Тот пожелал приятного аппетита и удалился. – Давай, Вилен, опрокинь, не стесняйся.
– Спасибо! Не откажусь с мороза, – улыбнулся Вилен.
Седой внимательно посмотрел на него и спросил:
– Ну, за что выпьем?
– Да давайте за встречу, Глеб Иванович. Давненько не виделись, – Вилен улыбнулся и тоже внимательно посмотрел в глаза Седого, пытаясь понять, что у него на уме. Седой, конечно, прочитал его взгляд, но виду не подал, а только улыбнулся:
– И то верно, давай за встречу, – и потянулся рюмкой к Вилену, обнажив коллекцию поблекших серо-синих «перстней», которыми были «украшены» его пальцы. Казалось, он продемонстрировал воровские «перстаки»6, эти особые для посвященных знаки принадлежности и статуса, специально, словно предъявив и напомнив свой статус и свои полномочия. Узоры не всегда аккуратно выколотых самодельной тушью «перстней» представляли из себя причудливую комбинацию черно-белых геометрических ромбов, квадратов и треугольников. «И здесь супрематизм», – с улыбкой подумал Вилен. А вслух сказал:
– За встречу, Глеб Иваныч! – и протянул навстречу «супрематистским» наколкам свою рюмку. Наполненные всклень рюмки аккуратно стукнулись друг о друга.
– А ты с какого бока в тему эту зарулил? – слегка морщась от выпитого коньяка и как бы между прочим спросил Седой, закусывая шашлыком.
Вилен не сразу ответил на вопрос. Прожевав мясо и вытерев салфеткой губы, он пояснил:
– Николай попросил помочь. Слишком уж непонятная кража.
– А, Коля Сухоцвет – правильный сыскарь, – Глеб поднял вверх указательный палец, – потому что идет по жизни с понятиями. Мы воруем, он нас ловит, и ловит без подлянок, братва его за это уважает. Правда, таких все меньше остается… – Седой о чем-то задумался, потом с усмешкой продолжил: – Вот и наша родная партия объявила недавно о нашем полном искоренении и персональных раскаяниях. Даже фильм про это сняли «Калина красная». Смотрел?
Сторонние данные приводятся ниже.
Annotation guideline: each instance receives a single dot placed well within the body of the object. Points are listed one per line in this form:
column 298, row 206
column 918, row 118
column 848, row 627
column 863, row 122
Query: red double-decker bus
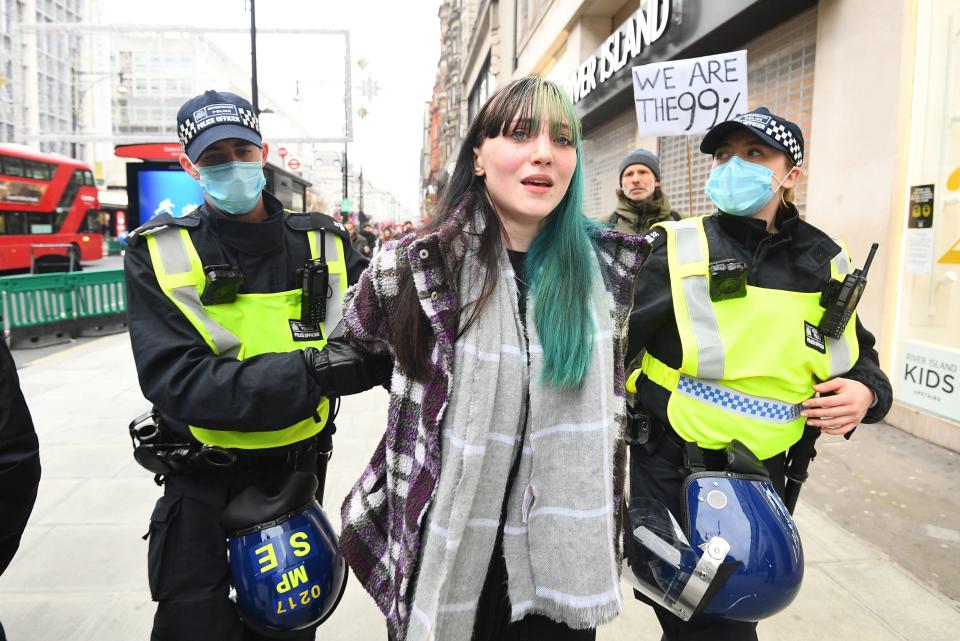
column 48, row 205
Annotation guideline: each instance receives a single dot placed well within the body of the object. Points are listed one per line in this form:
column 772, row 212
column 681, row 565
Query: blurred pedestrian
column 641, row 202
column 19, row 460
column 371, row 237
column 506, row 315
column 357, row 241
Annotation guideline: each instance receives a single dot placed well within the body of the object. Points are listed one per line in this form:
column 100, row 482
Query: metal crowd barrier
column 45, row 309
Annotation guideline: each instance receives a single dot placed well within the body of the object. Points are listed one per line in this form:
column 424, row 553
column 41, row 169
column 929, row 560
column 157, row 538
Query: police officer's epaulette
column 655, row 239
column 315, row 221
column 159, row 223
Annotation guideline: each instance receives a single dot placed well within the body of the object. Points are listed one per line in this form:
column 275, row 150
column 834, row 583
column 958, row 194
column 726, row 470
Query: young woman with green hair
column 491, row 507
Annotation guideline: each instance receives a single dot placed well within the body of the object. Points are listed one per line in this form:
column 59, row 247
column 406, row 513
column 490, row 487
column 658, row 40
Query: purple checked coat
column 383, row 513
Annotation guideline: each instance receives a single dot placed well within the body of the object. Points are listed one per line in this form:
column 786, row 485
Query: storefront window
column 928, row 346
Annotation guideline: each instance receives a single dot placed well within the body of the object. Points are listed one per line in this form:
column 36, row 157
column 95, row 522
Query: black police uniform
column 188, row 384
column 796, row 258
column 19, row 460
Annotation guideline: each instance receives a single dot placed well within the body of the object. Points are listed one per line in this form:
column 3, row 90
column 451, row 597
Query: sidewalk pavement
column 80, row 574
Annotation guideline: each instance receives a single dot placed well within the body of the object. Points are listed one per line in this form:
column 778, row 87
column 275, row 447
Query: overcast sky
column 400, row 39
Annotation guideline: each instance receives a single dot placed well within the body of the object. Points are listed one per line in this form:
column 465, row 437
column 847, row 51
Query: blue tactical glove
column 341, row 369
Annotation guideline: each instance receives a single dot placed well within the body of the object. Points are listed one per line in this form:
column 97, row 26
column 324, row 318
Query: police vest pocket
column 164, row 513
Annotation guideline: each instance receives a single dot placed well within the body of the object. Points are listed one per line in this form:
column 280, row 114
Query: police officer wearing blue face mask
column 726, row 309
column 239, row 369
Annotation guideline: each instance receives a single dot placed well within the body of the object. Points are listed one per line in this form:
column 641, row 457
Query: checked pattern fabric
column 188, row 129
column 736, row 402
column 787, row 139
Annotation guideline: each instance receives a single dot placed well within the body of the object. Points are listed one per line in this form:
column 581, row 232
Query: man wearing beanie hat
column 640, row 201
column 232, row 360
column 739, row 352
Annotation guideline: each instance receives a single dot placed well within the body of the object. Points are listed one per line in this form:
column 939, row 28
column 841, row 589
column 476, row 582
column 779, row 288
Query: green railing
column 43, row 309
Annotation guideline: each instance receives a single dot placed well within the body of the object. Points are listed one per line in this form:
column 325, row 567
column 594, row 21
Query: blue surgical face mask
column 234, row 187
column 740, row 188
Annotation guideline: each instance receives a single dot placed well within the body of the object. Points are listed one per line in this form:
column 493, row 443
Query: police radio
column 315, row 276
column 840, row 299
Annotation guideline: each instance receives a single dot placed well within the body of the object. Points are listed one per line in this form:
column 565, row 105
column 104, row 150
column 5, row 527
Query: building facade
column 43, row 74
column 872, row 83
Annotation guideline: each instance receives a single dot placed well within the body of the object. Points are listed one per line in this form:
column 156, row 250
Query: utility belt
column 651, row 436
column 158, row 450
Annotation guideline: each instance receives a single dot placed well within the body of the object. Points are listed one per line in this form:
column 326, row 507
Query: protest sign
column 690, row 96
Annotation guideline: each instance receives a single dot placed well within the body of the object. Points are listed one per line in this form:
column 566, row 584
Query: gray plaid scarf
column 560, row 531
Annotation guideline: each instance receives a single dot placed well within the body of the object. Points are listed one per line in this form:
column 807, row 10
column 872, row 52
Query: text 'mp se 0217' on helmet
column 284, row 556
column 738, row 556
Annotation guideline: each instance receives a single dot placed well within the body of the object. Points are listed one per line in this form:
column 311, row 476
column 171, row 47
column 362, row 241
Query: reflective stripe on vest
column 177, row 265
column 745, row 370
column 705, row 359
column 236, row 329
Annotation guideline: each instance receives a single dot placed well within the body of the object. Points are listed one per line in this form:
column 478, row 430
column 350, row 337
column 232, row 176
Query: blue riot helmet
column 737, row 556
column 288, row 573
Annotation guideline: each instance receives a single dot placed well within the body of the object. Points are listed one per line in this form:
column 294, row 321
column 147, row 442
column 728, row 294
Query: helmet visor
column 663, row 566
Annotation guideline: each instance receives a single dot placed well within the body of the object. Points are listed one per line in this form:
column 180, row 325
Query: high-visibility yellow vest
column 748, row 363
column 253, row 324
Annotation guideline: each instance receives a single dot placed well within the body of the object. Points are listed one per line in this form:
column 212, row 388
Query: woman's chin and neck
column 769, row 213
column 519, row 231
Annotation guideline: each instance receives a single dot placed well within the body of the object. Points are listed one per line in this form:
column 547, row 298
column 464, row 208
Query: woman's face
column 746, row 146
column 527, row 173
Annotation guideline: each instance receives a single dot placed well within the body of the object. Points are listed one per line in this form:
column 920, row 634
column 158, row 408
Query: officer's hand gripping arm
column 341, row 369
column 840, row 408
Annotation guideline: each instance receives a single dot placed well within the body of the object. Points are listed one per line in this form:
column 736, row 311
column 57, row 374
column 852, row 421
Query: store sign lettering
column 640, row 30
column 927, row 378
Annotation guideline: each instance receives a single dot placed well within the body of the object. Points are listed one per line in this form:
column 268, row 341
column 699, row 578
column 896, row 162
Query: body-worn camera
column 315, row 276
column 840, row 299
column 728, row 279
column 223, row 283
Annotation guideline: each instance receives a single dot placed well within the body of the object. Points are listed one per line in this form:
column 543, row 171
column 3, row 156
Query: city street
column 879, row 522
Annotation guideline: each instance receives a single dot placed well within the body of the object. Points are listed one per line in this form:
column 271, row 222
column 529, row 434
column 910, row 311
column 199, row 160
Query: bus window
column 59, row 217
column 92, row 223
column 70, row 192
column 12, row 167
column 38, row 170
column 14, row 222
column 40, row 224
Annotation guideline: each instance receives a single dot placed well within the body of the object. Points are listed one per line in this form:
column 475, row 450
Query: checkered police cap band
column 786, row 138
column 188, row 129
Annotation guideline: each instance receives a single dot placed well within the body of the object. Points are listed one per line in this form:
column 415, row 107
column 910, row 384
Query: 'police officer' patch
column 814, row 338
column 304, row 331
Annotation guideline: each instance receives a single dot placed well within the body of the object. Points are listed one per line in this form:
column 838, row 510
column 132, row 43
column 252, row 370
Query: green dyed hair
column 561, row 258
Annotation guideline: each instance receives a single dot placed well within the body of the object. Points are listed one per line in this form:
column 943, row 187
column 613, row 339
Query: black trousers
column 187, row 560
column 656, row 477
column 493, row 611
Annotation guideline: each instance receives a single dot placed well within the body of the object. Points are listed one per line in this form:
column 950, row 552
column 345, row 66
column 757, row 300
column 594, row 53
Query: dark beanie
column 641, row 157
– Смотрел, конечно, – кивнул Вилен.
– В целом хороший фильм получился, душевный. Шукшин, конечно, талант, хотя и играет… – Седой замолчал, видно было, что он подбирает подходящее слово, – суку играет, отступника по-вашему. А как же, – пояснял он Вилену, – герой его сам отказался от доли воровской, сменил имя честного вора на бабу деревенскую, колхоз и баранку. Поэтому корону с него и сняли. Снесли по «закону». Только перебор вышел у сценаристов.
– А в чем перебор? – с интересом спросил Вилен.
– А перебор в том, Вилен, что не стали бы его убивать в жизни, – по-свойски, как будто речь шла о поездке на море, пояснил Седой, – потому что не было вины на нем такой, не сдавал он подельников, с ментами не сотрудничал, общак не дергал, другого вора не убивал. По ушам, возможно, и получил бы Егор Прокудин, но не больше.
– По ушам? – не переставал удивляться новой информации Вилен.